Associated Region: Central Asia
His biographer recorded that his charitable works deflected his interest from his academic activities, and therefore he produced less than what could be expected from someone with his knowledge and capabilities, but one wonders what more could he have done? He began by studying church history under M. V. Nikolskii, and worked for the Synodal Typography while he also tutored the children of Prince Volkonskii. A member of several other societies, at the IMAO he served as secretary of the Eastern Secion. Then he edited the multi-volume publications coming from the 7th through the 11th archeological congresses. He presented numerous papers, several on inscriptions from Turkestan, although he does not appear to have traveled there himself.
Born and educated in Germany, Vasilii (b. Friedrich) Radlov came to St. Petersburg in 1858 to study at the Asian Museum. In Russia, he had many opportunities to study Turkic languages, and he moved to the Altai region where he pioneered in Turkology. His work also took him to the Steppes and to Central Asia; a linguist in an era when that was considered a branch of archeology, he also excavated in these area. In 1872 he was appointed to curate the Kazan educational district, where he remained until 1884. Upon his return to Petersburg, he was appointed director of the Asian Museum in 1890, which he invigorated and made into a major international museum. He studied the language of the Crimean Tatars and the Karaites who had emigrated to the NW Region, thereby covering almost all of the Russian empire.
The German-born Lerkh studied Eastern langugages, participated in the diplomatic missions to Khiva and Bukhara, 1858, and later turned his archeological attention to the Russian north.
One of the foremost Orientalists in all of Europe in the 19th century, Grigorev helped to organize the 3rd Congress of Orientalists in St. Petersburg in 1876. Working in Odessa, Orenburg, and Petersburg, he had antagonistic relations with a number of scholars. But a high profile figure, he pioneered in the study of Turkestan. Such a background also made him useful to the Ministry of Foreign Affairs.
Of German heritage, the Russian-born Bartold was one of the empire’s foremost Orientalists, a specialist in Islam.

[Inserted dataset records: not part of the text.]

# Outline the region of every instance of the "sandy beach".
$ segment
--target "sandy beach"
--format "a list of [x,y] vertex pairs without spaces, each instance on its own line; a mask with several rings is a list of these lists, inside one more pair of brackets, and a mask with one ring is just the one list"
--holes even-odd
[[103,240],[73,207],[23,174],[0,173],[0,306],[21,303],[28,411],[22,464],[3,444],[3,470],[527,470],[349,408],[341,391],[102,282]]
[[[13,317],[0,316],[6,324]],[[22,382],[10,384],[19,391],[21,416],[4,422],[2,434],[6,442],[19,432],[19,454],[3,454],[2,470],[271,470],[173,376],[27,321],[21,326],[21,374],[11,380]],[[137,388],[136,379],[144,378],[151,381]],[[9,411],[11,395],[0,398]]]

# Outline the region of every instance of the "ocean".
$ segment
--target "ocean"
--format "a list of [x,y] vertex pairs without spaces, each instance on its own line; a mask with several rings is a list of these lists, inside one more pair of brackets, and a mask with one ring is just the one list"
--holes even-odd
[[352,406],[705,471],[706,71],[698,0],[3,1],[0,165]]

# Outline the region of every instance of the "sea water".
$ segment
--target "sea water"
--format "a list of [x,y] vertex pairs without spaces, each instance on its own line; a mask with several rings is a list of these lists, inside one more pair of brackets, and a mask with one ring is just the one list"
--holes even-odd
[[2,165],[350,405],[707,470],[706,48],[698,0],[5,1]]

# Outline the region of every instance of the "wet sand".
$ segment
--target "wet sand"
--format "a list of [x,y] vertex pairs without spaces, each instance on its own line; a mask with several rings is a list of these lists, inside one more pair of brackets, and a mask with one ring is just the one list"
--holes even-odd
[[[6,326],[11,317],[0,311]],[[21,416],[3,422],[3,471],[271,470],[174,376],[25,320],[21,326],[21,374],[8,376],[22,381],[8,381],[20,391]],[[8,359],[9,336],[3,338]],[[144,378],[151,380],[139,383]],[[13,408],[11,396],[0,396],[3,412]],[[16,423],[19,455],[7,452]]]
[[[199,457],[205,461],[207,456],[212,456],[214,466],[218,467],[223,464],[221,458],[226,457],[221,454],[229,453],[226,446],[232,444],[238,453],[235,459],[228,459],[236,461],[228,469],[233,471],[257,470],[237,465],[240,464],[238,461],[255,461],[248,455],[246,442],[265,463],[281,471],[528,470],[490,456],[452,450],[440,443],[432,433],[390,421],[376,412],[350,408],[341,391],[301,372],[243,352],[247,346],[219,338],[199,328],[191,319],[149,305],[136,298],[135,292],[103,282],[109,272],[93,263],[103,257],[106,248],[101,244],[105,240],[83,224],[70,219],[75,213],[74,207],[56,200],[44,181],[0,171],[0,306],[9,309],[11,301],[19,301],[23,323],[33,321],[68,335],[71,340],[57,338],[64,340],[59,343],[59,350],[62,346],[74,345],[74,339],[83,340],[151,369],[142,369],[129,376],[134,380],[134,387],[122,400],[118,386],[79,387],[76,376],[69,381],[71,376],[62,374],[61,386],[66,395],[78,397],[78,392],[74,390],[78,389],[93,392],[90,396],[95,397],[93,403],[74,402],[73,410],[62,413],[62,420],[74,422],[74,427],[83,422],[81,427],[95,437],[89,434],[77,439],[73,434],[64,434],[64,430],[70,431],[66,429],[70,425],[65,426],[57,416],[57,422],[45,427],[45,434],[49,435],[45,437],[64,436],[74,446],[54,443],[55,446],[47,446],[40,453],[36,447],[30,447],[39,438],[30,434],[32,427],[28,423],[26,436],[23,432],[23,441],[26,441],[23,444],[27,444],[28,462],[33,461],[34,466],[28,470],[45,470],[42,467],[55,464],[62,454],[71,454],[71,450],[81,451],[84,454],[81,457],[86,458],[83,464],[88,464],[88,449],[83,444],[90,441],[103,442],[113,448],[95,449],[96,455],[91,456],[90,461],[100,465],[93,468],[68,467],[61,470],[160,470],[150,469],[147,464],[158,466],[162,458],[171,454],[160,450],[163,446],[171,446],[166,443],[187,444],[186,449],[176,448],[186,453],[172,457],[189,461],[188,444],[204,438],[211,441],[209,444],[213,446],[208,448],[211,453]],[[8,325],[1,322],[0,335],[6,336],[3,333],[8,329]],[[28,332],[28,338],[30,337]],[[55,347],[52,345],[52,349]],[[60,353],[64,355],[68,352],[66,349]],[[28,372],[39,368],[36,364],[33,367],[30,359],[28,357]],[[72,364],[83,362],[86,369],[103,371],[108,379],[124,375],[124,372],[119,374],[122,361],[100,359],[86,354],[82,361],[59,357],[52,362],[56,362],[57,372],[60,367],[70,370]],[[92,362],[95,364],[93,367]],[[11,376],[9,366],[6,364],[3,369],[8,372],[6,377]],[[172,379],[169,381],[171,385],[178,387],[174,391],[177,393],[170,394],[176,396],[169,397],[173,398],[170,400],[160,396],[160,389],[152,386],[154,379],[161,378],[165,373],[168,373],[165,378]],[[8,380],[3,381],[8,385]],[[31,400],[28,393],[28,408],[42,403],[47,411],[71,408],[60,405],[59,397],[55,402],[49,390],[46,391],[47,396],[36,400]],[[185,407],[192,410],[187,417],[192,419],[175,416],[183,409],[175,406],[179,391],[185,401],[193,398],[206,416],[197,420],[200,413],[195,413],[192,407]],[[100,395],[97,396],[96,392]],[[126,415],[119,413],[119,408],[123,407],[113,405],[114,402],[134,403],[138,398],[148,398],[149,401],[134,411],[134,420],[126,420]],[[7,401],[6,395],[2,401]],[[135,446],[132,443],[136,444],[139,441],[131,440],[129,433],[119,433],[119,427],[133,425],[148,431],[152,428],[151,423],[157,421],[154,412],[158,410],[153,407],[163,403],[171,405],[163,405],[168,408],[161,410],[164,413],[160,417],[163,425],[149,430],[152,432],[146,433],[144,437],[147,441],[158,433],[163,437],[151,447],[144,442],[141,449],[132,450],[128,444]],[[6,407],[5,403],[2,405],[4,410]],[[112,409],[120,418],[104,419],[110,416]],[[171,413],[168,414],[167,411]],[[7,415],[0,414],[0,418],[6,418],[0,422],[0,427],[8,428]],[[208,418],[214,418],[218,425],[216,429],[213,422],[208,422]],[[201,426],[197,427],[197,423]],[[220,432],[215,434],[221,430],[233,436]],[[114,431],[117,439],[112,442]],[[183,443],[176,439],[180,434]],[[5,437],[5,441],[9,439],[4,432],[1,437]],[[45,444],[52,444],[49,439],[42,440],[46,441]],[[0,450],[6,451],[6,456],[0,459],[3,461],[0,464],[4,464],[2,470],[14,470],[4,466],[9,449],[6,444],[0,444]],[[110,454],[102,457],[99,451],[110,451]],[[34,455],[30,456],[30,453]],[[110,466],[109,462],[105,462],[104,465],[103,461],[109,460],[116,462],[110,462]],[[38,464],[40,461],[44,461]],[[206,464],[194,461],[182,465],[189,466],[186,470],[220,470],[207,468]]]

From an Orthodox noble family that had fled the Poland-Lithuania Commonwealth to Sloboda Ukraine and registered with the Zaporozhian Cossacks, Evarnitskii became their most committed historian. After studying with Sumtsov at Kharkov University, he began excavating in the region of the Dnepr rapids when he wasn’t traveling to lecture on Cossacks. He taught briefly at Kharkov University where in 1885 he stood accused of advocating south Russian separatism. Moving to St. Petersburg to teach at the pedagogical institute, he made friends with renowned artist Ilya Repin, who used Evarnitskii as the model for the scribe in his painting “Cossacks write a letter to the Turkish Sultan” (pictured here). He landed a position at St. Petersburg University, from which he was expelled in 1891 for his Ukrainophilism, sent to Central Asia where he excavated for three years. In 1895 he began lecturing at the University of Warsaw, moving quickly to Moscow University. In 1902 the Ekaterinoslav zemstvo invited him to curate the archeological museum left to them by philanthropist-merchant A. N. Pol’, the driving force behind the iron industry in the area. Following the Bolshevik Revolution he organized a Department of Ukrainian Studies at the newly opened university in Ekaterinoslav. Today the museum is named for him. NB: He changed the spelling of his name to Iavor- when he discovered that his family had fled from that region.
An Orientalist, Anichkov was a specialist in Kyrgyz culture and Chairman of the Novgorod Society of Lovers of Antiquity. He was also associated with the Tashkent Museum, the Orenburg Academic Archive Commission, and Turkestan in general.